10.極彩色(いや、もうこれは極楽色とでも言うべきか)に溢れる映像美、“可愛らしさ”と“気色悪さ”が絶妙のバランスで同居するそのビジュアルワールドは、「夢」を表現するにはふさわしく、映像美だけでグイグイと引き込む。
益々進化し続けるジャパニメーションのクオリティには、もはや感嘆するしかないだろう。
が、相変わらずというか、なんというか、やはりストーリーそのものに物足りなさを感じる。
複雑に難解に物語を入り込ませ、そのくせ核心となるテーマ性は中途半端で、チープさすら感じてしまう。
目まぐるしいまでに疾走するビジュアルに、ストーリーが追いついていないような。そういう印象を近年のアニメ映画に、よく感じてしまう。

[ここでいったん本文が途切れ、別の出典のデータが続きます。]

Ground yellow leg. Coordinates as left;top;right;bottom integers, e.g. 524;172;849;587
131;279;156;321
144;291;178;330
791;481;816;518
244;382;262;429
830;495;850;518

今作の場合、「夢」という普遍的でありながら複雑怪奇な素材を展開しているわけだから、ストーリーの展開自体はもっとシンプルでも良かったかもしれない。
それにしても、この「夢の世界」を原作者・筒井康隆はどう文体化しているのだろう。とても気になるところだ。
まあそれはそれとして、繰り返しになるが、ビジュアルのクオリティの高さは物凄い。めくるめく“混沌”の世界にただ包み込まれることは、それはそれで一興だろう。